Executing codes with a given set of test cases (manual or automated) is referred to as dynamic testing. Dynamic application testing tools such as Appknox, Veracode Dynamic Analysis, or Netsparker automatically execute the target program and check whether the program’s runtime behavior satisfies some expected security characteristics. These tools can be used for the detection of buffer overflow vulnerabilities during and/or after development, and for the enforcement of expected code quality (quality assurance). 

How to mitigate and prevent buffer overflow

There are several different approaches for mitigating and preventing buffer overflows. They include software developer training on secure coding, enforcing secure coding practices, use of safe buffer handling functions, code review, statically analyzing source code, detecting buffer overflows at runtime, and halting exploits via the operating system. Each approach has its limitations and constraints. For instance, code reviews, no matter how thorough, may miss bugs. This is where static analysis comes to play, however, static analysis may sometimes result in false positives or false negatives or both. Dynamic testing on the other hand reports problems that have been observed at runtime; but it also requires test input selection and program execution, which can be difficult and time-consuming. 

The easiest way to prevent buffer overflow vulnerabilities is to simply avoid programming languages that are prone to them. Languages such as C/C++ allow these vulnerabilities through direct access to memory and a lack of in-built bounds checking. Languages such as Java, Python, C#, .NET, among others,  do not share these characteristics and are therefore far less susceptible to buffer overflows. However, in reality, switching to a completely different programming language may not always be feasible. When this is the case, use of the following secure practices for handling buffers becomes necessary:

  • Bounds checking: Bounds checking in abstract data type libraries can limit the occurrence of buffer overflows. Where possible, avoid using standard library functions such as gets(), strcpy(), strcat() that are susceptible to buffer overflows.
  • Executable space protection: Designate or mark memory regions as non-executable to prevent the execution of machine code in these areas.       
  • Use modern operating systems: Most modern operating systems have in-built runtime protection capabilities such as random address space location reordering of the main data areas of a process, and protection of the non-executable area from exploits. These in-built runtime protections help mitigate buffer overflow attacks. 

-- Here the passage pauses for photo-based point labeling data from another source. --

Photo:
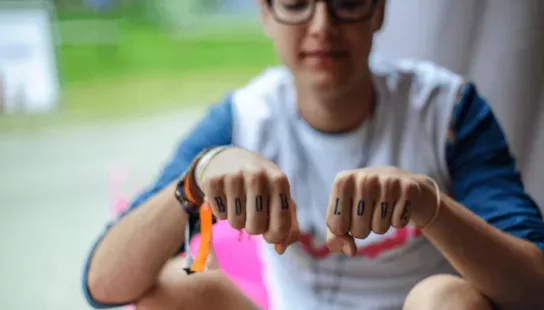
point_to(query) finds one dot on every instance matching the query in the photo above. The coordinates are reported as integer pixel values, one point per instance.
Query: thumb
(295, 228)
(341, 244)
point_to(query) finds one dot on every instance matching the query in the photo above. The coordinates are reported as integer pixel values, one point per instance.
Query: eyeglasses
(296, 12)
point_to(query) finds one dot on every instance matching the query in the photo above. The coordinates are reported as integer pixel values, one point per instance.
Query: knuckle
(254, 178)
(394, 183)
(279, 180)
(337, 228)
(233, 178)
(235, 223)
(360, 233)
(380, 229)
(372, 181)
(410, 188)
(344, 179)
(273, 236)
(213, 184)
(254, 229)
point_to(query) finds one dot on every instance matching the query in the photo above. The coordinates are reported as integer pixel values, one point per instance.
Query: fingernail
(280, 248)
(347, 250)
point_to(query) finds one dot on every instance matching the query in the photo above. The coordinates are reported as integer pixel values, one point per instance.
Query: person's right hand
(251, 192)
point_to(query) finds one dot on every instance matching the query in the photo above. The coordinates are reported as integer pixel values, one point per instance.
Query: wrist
(430, 205)
(203, 162)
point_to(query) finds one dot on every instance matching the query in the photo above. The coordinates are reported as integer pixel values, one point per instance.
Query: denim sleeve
(483, 171)
(214, 129)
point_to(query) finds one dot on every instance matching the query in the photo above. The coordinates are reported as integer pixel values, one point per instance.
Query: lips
(325, 54)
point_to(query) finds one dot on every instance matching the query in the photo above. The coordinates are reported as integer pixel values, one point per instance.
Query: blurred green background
(139, 57)
(134, 79)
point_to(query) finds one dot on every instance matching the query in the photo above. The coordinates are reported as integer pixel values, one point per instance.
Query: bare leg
(208, 290)
(445, 292)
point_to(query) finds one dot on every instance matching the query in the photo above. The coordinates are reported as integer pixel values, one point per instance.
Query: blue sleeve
(483, 171)
(214, 129)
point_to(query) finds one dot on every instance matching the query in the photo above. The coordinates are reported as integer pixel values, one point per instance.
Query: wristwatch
(191, 198)
(189, 195)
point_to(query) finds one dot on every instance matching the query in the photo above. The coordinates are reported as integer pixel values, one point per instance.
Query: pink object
(239, 260)
(236, 255)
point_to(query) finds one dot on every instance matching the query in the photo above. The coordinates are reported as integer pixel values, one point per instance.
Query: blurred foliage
(124, 62)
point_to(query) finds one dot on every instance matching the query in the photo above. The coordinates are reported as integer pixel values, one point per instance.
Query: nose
(321, 22)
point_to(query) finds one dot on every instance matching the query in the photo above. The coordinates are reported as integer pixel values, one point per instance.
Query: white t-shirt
(408, 130)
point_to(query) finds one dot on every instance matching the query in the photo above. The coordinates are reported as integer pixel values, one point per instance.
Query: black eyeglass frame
(331, 12)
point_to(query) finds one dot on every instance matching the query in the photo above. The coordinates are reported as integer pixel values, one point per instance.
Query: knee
(445, 292)
(194, 292)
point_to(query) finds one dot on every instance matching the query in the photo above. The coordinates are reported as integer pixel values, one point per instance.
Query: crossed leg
(445, 292)
(201, 291)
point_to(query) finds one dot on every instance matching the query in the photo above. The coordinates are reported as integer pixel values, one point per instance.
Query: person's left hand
(374, 199)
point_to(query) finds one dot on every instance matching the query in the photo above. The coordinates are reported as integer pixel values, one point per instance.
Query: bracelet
(205, 160)
(438, 201)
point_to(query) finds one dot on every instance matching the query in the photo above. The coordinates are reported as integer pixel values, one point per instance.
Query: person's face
(323, 53)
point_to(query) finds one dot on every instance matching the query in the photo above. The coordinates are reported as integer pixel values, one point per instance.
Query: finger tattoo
(337, 207)
(238, 206)
(259, 203)
(406, 210)
(284, 202)
(384, 207)
(361, 207)
(220, 204)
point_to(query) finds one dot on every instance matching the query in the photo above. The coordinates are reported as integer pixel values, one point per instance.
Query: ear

Buffer overflow vulnerabilities can be difficult to spot, especially when the software is very large and complicated. However, through the use of secure coding practices, safe buffer handling functions, and appropriate security features of the compiler and operating system, a strong defense against buffer overflows can be built. In addition to these preventive measures, consistent scanning and identification of these flaws is a critical step to preventing an exploit.